Most Borderlines are virtually incapable of a sincere apology. Tell a Borderline she has hurt you and she responds with a list of ways you’ve hurt her worse. Why? Because in a “split” world, someone has to wear the black hat, and for a person with suicidal tendencies, avoiding guilt is quite literally a -matter of life and death.

“The difference,” Caryl said to me, “is that virtually everything that has gone wrong in your life, you have done to yourself.”

“Fuck you,” I said, because nothing pisses off a Borderline quite like the truth.





14


The Regazo de Lujo Spa and Retreat was spread over fifty acres of green, sea-kissed land in Santa Barbara, but when we arrived, the sun had yet to rise to paint it in all its splendor. Even in the dark, the sprawling grounds and distant stucco villas looked inviting—but the REGISTERED GUESTS ONLY sign and dour-looking security guard at the end of the long, narrow driveway were decidedly less so. Caryl drove past the entrance as though planning to circle back around, but this place took the word “retreat” seriously; I hadn’t seen any sign of public parking for miles.

“Where are we supposed to put the car?” I said. “Are you expecting us to park five miles away and walk?”

Caryl turned off her headlights and began to slow down, easing her car over to the side of the road. She checked her mirrors, then drove over the curb onto the grass, coming to a lurching stop.

“Get out of the car, quickly,” she said in a crisp tone that brooked no hesitation.

“You’re going to get us towed.” I heaved myself awkwardly out of the passenger-side door, still queasy from my attempts at making sense of Rivenholt’s file. My nausea was not abated in the slightest when Caryl, now standing next to the hood on the driver’s side, rolled her eyes back and began to murmur under her breath in a foreign tongue.

When I say foreign, I don’t mean foreign in the sense of “from another country” but in the sense of “invading virus.” The harsh, wet consonants and dripping diphthongs made the hairs on my arms and neck lift away from my skin.
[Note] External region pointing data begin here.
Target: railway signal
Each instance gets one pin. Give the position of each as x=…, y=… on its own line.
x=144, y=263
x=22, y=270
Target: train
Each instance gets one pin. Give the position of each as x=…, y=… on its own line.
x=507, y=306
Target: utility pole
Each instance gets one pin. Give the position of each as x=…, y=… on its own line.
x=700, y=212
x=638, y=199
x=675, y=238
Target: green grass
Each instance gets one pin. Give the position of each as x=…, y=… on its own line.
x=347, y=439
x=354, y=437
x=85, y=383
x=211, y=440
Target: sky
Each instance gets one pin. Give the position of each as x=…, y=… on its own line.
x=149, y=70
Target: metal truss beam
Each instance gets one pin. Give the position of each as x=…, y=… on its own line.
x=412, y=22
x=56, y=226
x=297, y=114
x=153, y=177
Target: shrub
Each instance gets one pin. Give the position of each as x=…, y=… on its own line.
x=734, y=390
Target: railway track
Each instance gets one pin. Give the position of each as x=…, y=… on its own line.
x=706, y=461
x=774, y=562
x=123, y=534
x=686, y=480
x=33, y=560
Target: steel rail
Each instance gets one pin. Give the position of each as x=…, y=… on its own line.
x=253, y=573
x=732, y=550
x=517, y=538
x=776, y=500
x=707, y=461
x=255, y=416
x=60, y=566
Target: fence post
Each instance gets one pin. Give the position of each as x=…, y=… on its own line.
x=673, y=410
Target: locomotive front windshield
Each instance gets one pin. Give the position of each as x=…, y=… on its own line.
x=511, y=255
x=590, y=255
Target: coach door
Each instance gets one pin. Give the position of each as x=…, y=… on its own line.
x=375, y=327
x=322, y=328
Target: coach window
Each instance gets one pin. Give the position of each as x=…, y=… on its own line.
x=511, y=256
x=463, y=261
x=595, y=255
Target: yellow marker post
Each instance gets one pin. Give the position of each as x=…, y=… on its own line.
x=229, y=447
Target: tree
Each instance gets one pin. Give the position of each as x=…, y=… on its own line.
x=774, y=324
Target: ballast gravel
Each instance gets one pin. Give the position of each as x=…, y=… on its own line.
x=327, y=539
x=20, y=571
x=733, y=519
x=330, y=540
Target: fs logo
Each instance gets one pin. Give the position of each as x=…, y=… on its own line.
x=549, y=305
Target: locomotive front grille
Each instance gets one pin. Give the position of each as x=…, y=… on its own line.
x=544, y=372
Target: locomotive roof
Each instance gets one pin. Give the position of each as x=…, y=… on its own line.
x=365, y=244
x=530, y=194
I slipped the fey lenses down over my eyes and saw that the shadows around Caryl’s form had thickened; Elliott had gone as still as a gargoyle on her shoulder.

A sickly webbing the color of an old bruise began to spread across the windshield, then the windows, then the entire SUV. My hair stirred in a breath of wind that stank like an abattoir; I shuddered and pushed my sunglasses back up into my hair.

The car was gone.

No, of course it wasn’t. I stepped forward and touched the window, just to prove myself sane. I could still feel and almost see the cold gleam of glass under my fingers, but all my baser instincts were stubbornly telling me there was nothing there at all.